Tänak needs to cut out the errors but remains incredibly quick
It’s fair to say Ott Tänak has had a mixed start to life as a Hyundai driver, crashing spectacularly in Monte Carlo before taking a gutsy second place in Sweden, still not quite 100% fit after his accident.
México was touted as his rally to lose by many. Starting sixth on the road and with a new aero package bolted onto the Hyundai that had been tested on the regional Rallye Serras de Fafe two weeks prior, he was a hot favourite for success.
It was all going according to the script after SS3 as Tänak blitzed next-best Ogier by 10.3 seconds to move into the rally lead. But his hard work was immediately undone as he slid wide and clipped a bank on SS4, damaging the rear-right suspension of his Hyundai.
The fact he managed to go second fastest in the next stage with a temporary fix in place was nothing short of sublime, but he had already shipped 45.9s to Ogier and that was always going to be hard to recover.
Tänak did his best, charging back from eighth place to second at the end of the rally, but it was clear Adamo was more worried about the mistake happening in the first place than his driver managing to rescue a bad situation for himself and the team.
And this should concern Tänak too. His speed and pace is beyond question even in a new car, but he must avoid these slips if he is to successfully defend his WRC crown. He knows that better than most with a sluggish start to 2018 ultimately costing him that year’s title…
Suninen shows his class at a much-needed time
Teemu Suninen’s drive to third place in México was tremendous, trying and timely all in equal measure.
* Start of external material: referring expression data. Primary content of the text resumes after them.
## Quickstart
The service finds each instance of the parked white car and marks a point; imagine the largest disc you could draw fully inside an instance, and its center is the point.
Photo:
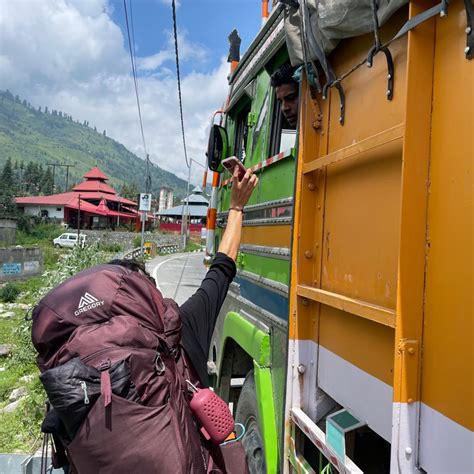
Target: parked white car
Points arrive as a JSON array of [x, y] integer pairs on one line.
[[69, 239]]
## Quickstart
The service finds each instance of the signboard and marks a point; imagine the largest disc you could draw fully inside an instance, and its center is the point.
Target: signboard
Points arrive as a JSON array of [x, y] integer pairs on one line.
[[11, 268], [32, 266], [337, 425], [145, 202]]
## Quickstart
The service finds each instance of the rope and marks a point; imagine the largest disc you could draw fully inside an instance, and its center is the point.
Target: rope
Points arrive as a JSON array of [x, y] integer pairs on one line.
[[134, 73], [175, 30]]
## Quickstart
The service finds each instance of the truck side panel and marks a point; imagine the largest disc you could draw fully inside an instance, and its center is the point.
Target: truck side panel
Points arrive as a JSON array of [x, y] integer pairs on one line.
[[447, 386]]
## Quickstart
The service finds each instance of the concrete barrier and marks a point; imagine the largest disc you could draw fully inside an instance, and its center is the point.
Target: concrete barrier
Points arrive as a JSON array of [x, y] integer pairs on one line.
[[20, 262], [7, 231]]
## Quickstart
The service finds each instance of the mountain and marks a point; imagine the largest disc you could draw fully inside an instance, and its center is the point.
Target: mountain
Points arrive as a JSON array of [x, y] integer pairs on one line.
[[50, 136]]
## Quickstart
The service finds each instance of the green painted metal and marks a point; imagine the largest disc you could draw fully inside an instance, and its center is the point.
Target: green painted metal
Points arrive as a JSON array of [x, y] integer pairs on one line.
[[268, 267], [253, 341], [275, 182], [264, 389]]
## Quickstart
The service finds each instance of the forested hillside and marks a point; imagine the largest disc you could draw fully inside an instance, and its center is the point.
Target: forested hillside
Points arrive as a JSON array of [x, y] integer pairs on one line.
[[33, 139]]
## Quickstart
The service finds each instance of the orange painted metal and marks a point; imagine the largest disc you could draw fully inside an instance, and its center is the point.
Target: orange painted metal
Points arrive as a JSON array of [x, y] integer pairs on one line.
[[447, 382], [411, 252], [264, 9]]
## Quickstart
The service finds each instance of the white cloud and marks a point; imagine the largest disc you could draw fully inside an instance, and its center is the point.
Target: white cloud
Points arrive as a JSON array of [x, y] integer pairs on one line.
[[69, 55], [187, 52]]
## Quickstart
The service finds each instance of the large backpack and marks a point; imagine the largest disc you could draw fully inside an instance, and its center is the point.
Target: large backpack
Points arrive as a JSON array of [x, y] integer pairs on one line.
[[105, 325]]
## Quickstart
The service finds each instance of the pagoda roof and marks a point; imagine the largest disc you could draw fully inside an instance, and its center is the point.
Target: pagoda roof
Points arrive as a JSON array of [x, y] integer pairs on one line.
[[64, 199], [94, 185]]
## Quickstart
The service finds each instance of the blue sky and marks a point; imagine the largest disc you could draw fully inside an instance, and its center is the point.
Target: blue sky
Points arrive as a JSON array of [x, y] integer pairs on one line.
[[72, 55], [206, 23]]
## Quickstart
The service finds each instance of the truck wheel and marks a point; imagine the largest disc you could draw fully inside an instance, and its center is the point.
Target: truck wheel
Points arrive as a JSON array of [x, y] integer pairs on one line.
[[247, 414]]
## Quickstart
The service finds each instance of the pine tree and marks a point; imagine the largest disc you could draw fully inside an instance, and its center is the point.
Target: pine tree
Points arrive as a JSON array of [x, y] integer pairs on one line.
[[7, 191], [47, 182]]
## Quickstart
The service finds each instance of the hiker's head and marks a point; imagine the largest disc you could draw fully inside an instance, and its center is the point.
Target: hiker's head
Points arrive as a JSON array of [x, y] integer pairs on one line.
[[286, 89]]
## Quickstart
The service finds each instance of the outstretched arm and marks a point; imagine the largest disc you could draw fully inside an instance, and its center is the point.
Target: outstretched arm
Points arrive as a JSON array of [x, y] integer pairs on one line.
[[199, 313], [240, 194]]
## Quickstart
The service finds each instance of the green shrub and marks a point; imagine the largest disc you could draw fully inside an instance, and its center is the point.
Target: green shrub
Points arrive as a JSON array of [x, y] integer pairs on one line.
[[9, 293], [112, 248], [137, 241]]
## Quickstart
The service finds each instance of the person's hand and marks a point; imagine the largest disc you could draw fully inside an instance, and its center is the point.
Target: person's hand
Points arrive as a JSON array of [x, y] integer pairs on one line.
[[242, 190]]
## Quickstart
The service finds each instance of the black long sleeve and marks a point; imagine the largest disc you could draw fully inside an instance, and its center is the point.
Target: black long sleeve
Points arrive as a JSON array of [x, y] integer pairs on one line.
[[199, 313]]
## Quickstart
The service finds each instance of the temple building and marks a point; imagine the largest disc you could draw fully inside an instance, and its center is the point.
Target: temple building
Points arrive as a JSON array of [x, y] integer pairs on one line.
[[95, 201]]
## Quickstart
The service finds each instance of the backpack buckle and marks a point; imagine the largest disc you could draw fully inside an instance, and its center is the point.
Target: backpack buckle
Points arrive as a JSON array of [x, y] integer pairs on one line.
[[159, 364]]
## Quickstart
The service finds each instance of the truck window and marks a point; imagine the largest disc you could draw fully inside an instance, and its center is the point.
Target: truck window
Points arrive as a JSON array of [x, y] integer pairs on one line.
[[241, 133], [283, 135]]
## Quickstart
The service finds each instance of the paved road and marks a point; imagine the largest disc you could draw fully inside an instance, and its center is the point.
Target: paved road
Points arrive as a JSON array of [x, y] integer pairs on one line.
[[178, 276]]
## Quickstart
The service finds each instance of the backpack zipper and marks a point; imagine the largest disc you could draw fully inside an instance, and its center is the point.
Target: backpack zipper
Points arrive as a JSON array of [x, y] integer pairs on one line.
[[84, 388]]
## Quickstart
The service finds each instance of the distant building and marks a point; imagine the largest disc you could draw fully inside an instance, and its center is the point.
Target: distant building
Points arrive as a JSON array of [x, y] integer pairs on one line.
[[196, 210], [166, 199], [97, 202]]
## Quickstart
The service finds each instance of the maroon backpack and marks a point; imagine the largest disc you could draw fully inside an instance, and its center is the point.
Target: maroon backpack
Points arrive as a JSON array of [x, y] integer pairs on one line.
[[105, 325]]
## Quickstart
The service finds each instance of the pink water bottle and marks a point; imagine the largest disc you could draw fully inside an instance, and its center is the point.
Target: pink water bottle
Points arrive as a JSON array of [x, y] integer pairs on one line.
[[212, 413]]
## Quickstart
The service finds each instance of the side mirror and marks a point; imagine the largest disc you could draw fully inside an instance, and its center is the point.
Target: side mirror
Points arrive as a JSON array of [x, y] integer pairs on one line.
[[217, 148]]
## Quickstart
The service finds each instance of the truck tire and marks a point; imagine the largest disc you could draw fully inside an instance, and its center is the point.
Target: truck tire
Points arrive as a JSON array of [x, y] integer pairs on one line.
[[247, 414]]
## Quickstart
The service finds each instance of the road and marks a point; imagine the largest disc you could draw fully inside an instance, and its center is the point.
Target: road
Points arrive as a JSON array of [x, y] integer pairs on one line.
[[178, 276]]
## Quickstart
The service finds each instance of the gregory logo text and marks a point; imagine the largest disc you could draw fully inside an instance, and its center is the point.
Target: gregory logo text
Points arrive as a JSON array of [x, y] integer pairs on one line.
[[87, 302]]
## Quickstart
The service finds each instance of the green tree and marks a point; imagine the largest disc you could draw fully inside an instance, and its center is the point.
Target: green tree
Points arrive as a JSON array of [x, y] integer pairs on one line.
[[7, 190], [47, 182], [129, 190]]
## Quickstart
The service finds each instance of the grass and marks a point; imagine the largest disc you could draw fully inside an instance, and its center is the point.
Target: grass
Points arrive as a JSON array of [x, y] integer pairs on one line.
[[191, 246]]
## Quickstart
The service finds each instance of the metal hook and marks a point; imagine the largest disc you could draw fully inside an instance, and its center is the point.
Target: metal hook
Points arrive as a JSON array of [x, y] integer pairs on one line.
[[469, 49], [390, 69], [342, 97]]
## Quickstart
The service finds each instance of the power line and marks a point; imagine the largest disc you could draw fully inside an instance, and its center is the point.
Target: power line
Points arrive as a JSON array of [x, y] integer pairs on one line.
[[179, 81], [134, 73], [131, 45]]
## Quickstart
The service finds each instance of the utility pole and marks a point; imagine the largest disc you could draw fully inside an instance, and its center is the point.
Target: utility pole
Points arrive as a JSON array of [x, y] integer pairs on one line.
[[184, 216], [78, 218]]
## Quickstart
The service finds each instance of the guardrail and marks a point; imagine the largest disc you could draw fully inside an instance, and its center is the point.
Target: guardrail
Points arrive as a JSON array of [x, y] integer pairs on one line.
[[132, 254], [168, 248], [161, 249]]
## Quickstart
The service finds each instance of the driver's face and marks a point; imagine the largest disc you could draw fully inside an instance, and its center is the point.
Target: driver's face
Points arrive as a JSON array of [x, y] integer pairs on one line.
[[287, 95]]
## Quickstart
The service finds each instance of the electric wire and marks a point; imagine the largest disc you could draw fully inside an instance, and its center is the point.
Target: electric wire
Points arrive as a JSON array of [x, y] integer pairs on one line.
[[175, 32], [131, 45], [134, 73]]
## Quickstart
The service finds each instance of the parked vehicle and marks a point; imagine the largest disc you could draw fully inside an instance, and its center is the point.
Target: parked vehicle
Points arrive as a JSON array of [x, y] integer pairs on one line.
[[374, 301], [69, 240]]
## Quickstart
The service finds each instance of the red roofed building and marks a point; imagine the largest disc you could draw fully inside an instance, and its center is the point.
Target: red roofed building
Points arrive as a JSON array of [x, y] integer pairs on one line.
[[97, 203]]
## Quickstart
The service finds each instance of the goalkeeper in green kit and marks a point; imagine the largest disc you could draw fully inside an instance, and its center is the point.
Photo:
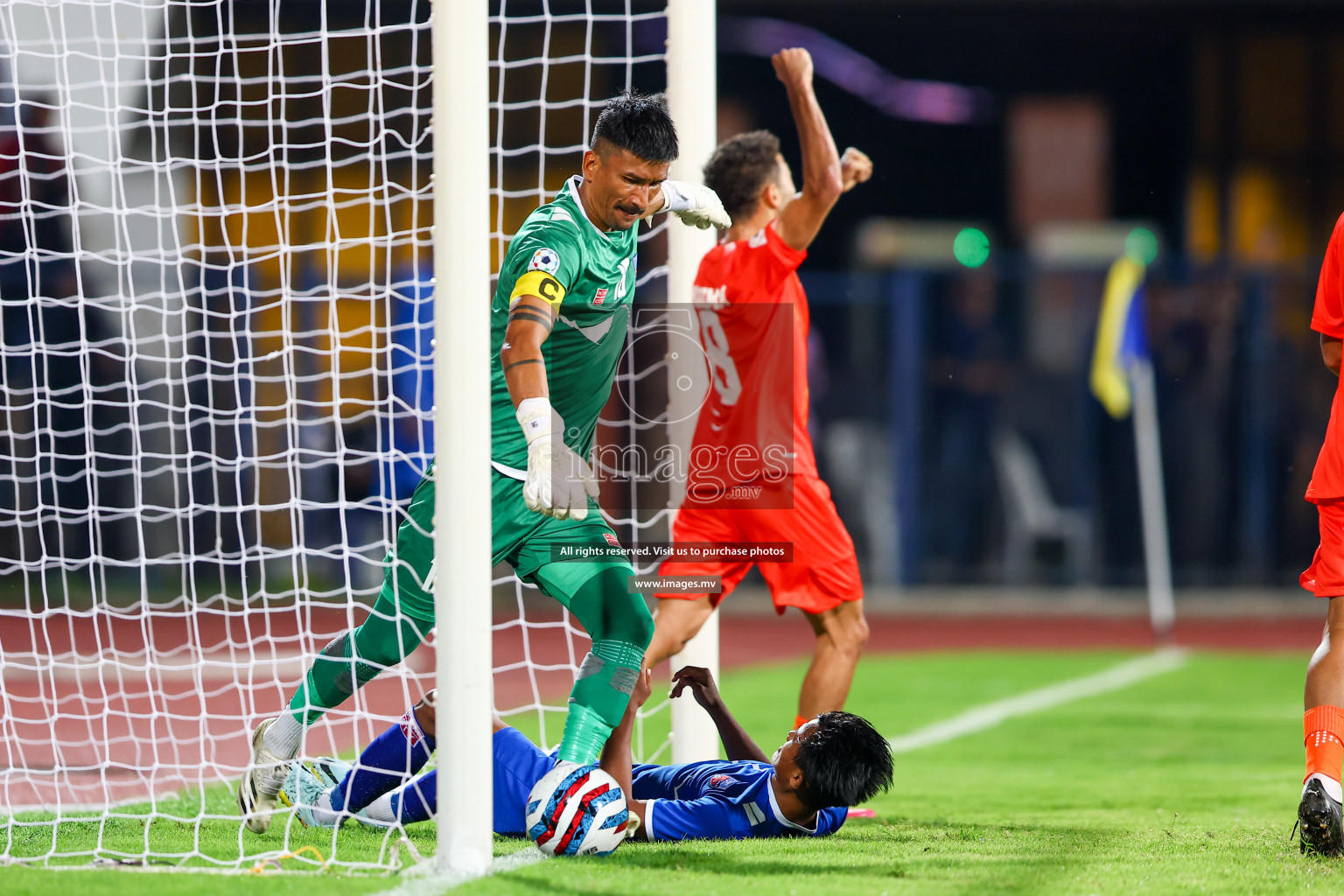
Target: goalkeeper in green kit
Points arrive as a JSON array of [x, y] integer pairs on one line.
[[559, 320]]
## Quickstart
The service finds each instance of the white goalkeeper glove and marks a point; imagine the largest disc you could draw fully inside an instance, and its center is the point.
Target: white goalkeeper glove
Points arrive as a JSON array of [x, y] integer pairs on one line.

Tremendous because he fought valiantly to try and hold off Tänak who was on a charged recovery mission after his earlier mistake. Trying because he had to battle through the final few stages with only three brakes and timely because there were plenty in the service park that were beginning to question his ability.
Sure, the Finn benefited from a lower start position on Friday but he still made the most of that privilege to keep with Ogier on Friday. And with the added pressure to finish after Esapekka Lappi’s Ford Fiesta WRC was destroyed by a fire, Suninen carried the weight of the M-Sport team on his shoulders and duly delivered.
Suninen has a track record of performing well on rougher, high temperature rallies and this was another one to add to his podium collection. Now he just needs to do it on a more consistent basis.
Neuville is looking more relaxed than ever
It wouldn’t have been unreasonable for Thierry Neuville to be seething in Mexico. Occupying third place as Friday wound to a close, he was finely poised for an attack at Ogier’s lead once running in a better road position on Saturday.
But he was denied this chance as his i20 Coupe WRC gave up on him on Las Minas 2 – the final gravel stage of Friday. Proving what might have been, Neuville pumped in eight fastest stage times across the weekend – more than anyone else – which was mightily impressive given he had no real reason to push on Saturday.
It all highlights a new and improved attitude from Neuville this season. His assured drive to win in Monte Carlo was the first sign that the 2020 version of Neuville is not be messed with and Rally México was yet further evidence of it.
Clinching more stage wins than team-mate Tänak was a real statement of intent given Tänak had a clear target to aim for and Neuville didn’t. And the composure Neuville showed in accepting his troubles was exemplary. Through no fault of his own he now finds himself 20 points adrift of the championship lead when he headed to México sharing the top spot with Elfyn Evans.
It would be easy for Neuville, a man who has finished second in the WRC standings five times in his career, to be deflated by an untimely blow like this. But instead he looked to the bigger picture: a better start position on the next rally and speed that is clear for everyone to see.
Neuville has never been one to lack confidence in his own ability, so with his self-belief ramped up another notch this season, his rivals ought to be wary.